Luke Abbott
Translate
8/10
8/10
It’s been six years since Luke Abbott’s last solo release: the weird and wonderful Wysing Forest, a project which showed the Norwich-based experimental musician and composer at his most abstract. Having spent the best part of the past decade focusing on collaborative work, be it soundtracks (for 2014’s The Goob and Jessica Hynes’ project The Flight), or as part of the electronic jazz group Szun Waves (along with Portico Quartet’s Jack Wyllie and Australian drummer Laurence Pike), Translate sees Abbott on his own again.
Recorded after a turbulent period in the artist’s personal life, he has described the process of making it as “like a psychedelic process of realigning your mind with the world.” It makes sense then, that Translate should feel both introspective, and cosmic – a delve inside the musician’s mind but at the same time an exploration of what lies far beyond.
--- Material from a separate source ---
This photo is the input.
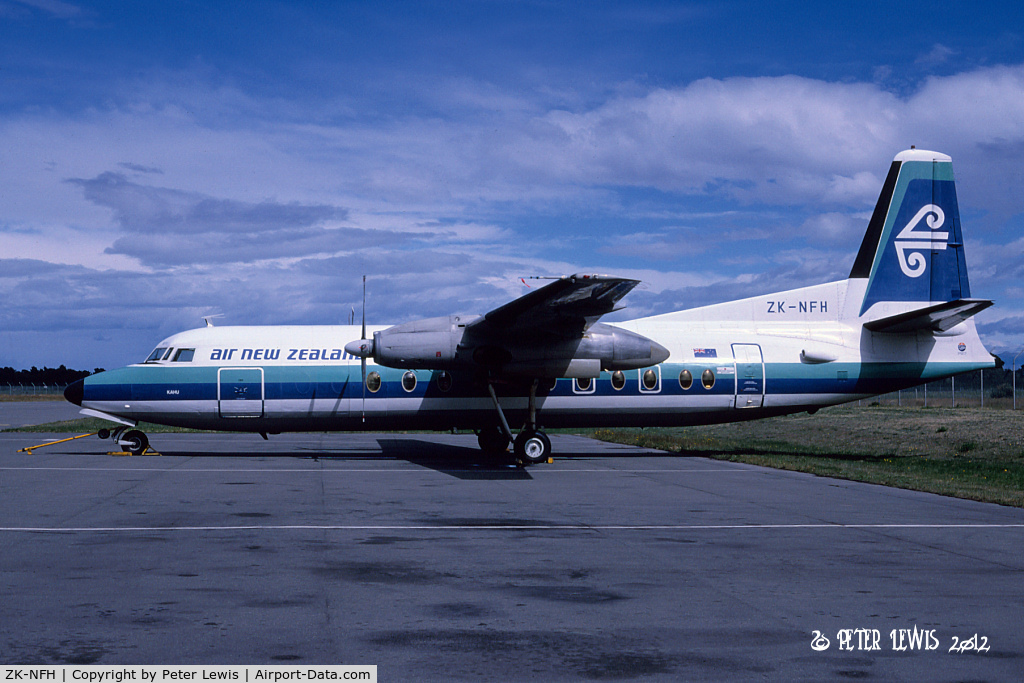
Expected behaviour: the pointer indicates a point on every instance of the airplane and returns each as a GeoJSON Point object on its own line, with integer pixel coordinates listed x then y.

Abbott’s aptitude for constructing grand, cinematic soundscapes means parts of the record – ‘Luna’ and ‘Earthship’ in particular – feel like a sci-fi score, but the emotion at the crux of the project brings it back down to earth.
Like Holkham Drones, the masterful 2011 album which garnered Abbott global recognition, Translate is meditative, vital, and expertly crafted electronic music.